Earlier this week, driving back from one Carolina to the other, I stopped for lunch at a Bob Evans. In the car, I had been enjoying one kind of cultural immersion: Nonstop 80’s music on XM Radio. (Bananarama, anyone?) Inside the restaurant, an entirely different cultural experience awaited.
“Have a seat, Baby Girl,” the waitress was saying – I eventually understood – to me. “I’ll be with you in a minute.”
I’m not a “Baby Girl.” Even when I was a baby girl, I wasn’t a “Baby Girl” – sports-loving, Daddy-shadowing, car-noticing tomboy that I was. Having no one to share a chuckle with there in the restaurant, I did what we’re meant to do in such moments: I posted it on Facebook – and many of you “LOL”ed with me throughout the afternoon.
But I didn’t correct the server – didn’t ask her what she meant by the salutation; didn’t take issue with her characterization and list off in bullet points all the reasons it didn’t apply to me. Because it wasn’t about me. I was in rural South Carolina, about to be served a biscuit and grits, and “Baby Girl” was as much a part of the tapestry of the setting as the sweet tea and pecan pie. It would stay to greet the next customer, while I would eventually get up and leave.

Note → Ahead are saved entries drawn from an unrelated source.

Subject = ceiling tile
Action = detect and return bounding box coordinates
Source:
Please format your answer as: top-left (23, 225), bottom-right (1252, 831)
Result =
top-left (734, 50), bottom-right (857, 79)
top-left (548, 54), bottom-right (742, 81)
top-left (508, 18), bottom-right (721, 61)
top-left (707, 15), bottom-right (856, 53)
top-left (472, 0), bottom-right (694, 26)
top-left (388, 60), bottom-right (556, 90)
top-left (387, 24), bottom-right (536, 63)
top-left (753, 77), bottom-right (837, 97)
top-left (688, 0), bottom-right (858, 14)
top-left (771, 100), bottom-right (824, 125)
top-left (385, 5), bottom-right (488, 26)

Maybe the next time a situation catches me off-guard and I begin to overanalyze how it is that someone’s assessment is so far afield from who I know myself to be, I’ll whisper to myself, “Baby Girl,” and consider that maybe, just maybe, it’s not about me.

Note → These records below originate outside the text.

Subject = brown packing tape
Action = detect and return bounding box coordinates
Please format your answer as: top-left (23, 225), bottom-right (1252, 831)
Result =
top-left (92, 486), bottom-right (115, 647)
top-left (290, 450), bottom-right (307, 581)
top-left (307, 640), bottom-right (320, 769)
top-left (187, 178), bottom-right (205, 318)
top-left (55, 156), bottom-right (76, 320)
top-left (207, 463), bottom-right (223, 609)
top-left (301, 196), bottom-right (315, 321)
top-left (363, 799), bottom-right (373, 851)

And how do we know when it is and when it is not about “me”? What is the line between trying to be who we think we are in the world and trying to get along in he world, recognizing the many times when it is not about me? I think is is a hard one in parenting, how to teach your child when (and how) to say something when it is “about me” and when something is part of the tapestry.